The husband and son, the appellants herein, filed notices to avoid charitable devises *33 and bequests pursuant to Section 731.19, Florida Statutes, F.S.A., which Statute reads as follows:

"731.19 Charitable devises and bequests. — If a testator dies leaving issue of his body or an adopted child, or the lineal descendants of either, or a spouse, and if the will of such testator devises or bequeaths the estate of such testator, or any part thereof, to a benevolent, charitable, literary, scientific, religious or missionary institution, corporation, association or purpose, or to this state, or to any other state or country, or to a county, city or town in this or any other state or country, or to a person in trust for any such purpose or beneficiary, whether or not such trust appears on the face of the instrument making such devise or bequest, such devise or bequest shall be avoided in its entirety within eight months from the death of the testator by one or more of the above specified persons who would receive any interest in the devise or bequest so avoided, by filing written notice thereof in the probate proceedings unless said will was duly executed at least six months prior to the death of the testator, or unless testator, by his will duly executed immediately next prior to such last will and more than six months before his death, made a valid charitable bequest or devise in substantially the same amount for the same purpose or to the same beneficiary, * *. This section shall not be construed to apply to devises or bequests made to institutions of higher learning." (Emphasis added.)

The County Judge found and so ordered, (1) that the Testatrix had by will immediately next prior to her Last Will and more than 6 months prior to her death, made valid charitable bequests and devises substantially the same, both as to purpose and beneficiaries, and (2) that Central Florida Junior College is an institution of higher learning, and (3) that F.S. 731.19, F.S.A. is not applicable because the appellants would receive no interest in voided bequests and devises because of the valid substitutional residuary devise to Central Florida Junior College and (4) that actions of appellants to avoid the charitable provisions in the Last Will were not sufficient to cancel their bequests under the forfeiture and cancellation provision in paragraph 7 of the Last Will.

We agree with the County Judge in all his findings and determinations except the last or number (4).
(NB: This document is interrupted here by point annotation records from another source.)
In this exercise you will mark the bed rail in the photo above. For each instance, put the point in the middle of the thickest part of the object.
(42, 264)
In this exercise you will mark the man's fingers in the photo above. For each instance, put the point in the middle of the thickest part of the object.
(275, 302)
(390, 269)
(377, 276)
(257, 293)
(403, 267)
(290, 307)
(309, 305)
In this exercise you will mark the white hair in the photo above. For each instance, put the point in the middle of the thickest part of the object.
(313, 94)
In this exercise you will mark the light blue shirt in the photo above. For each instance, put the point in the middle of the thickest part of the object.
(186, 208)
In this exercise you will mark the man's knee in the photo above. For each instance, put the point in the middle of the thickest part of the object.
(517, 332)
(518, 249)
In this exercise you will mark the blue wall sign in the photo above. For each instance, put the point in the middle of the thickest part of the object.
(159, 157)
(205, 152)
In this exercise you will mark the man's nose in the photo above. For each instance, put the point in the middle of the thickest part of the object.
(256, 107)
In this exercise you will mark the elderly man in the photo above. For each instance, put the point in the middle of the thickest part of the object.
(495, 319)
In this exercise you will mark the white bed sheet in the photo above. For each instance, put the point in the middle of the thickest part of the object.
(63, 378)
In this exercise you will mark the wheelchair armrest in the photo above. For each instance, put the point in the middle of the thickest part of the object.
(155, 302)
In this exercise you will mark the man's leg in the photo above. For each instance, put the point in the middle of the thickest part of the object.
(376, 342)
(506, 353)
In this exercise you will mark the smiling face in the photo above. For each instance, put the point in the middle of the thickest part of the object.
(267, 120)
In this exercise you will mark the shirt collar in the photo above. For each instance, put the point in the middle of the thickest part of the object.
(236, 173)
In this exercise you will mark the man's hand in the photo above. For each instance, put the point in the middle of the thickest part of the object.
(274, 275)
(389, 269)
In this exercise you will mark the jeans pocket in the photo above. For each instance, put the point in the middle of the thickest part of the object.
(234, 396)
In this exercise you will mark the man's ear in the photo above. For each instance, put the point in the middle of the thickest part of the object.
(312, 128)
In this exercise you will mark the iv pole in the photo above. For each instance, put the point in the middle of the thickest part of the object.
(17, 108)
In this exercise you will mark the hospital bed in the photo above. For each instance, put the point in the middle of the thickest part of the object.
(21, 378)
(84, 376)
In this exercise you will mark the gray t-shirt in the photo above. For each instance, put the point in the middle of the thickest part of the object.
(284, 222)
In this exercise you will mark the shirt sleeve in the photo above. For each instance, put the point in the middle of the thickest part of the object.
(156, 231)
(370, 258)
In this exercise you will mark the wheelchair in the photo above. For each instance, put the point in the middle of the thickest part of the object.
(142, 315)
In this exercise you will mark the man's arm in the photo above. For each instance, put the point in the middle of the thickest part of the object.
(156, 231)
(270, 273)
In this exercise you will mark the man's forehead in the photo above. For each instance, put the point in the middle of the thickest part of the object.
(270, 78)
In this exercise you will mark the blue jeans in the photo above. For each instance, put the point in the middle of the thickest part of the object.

We hold that there was a sufficient valid attempt at making charitable bequests by a will executed more than 6 months prior to death, which bequests and devises were sufficiently comparable to the charitable bequests and devises in the last will, to bring this last will within the exception provision of F.S. 731.19, F.S.A. Also, we further hold that Central Florida Junior College or its Endowment holding organization, comes within the class of institutions referred to in the last exception of said Section, F.S. 731.19, F.S.A., as "institutions of higher learning."

The terms of both wills being so clear and unambiguous as to the firm intent of the testatrix, lends even greater strength to the correctness of the determination of the County Judge and our affirmance thereof as to such points.

As to the forfeiture provision contained in Section 7 of the Last Will, we think, and so hold, that there was a clear violation of such forfeiture provision and that the husband and son, gambled and lost. The County Judge was in error in not declaring the forfeiture and we therefore Reverse this part of the County Judge's Order appealed from and Affirm the remainder.

Affirmed in part, reversed in part.

RAWLS, Acting Chief Judge, and SPECTOR, J., concur.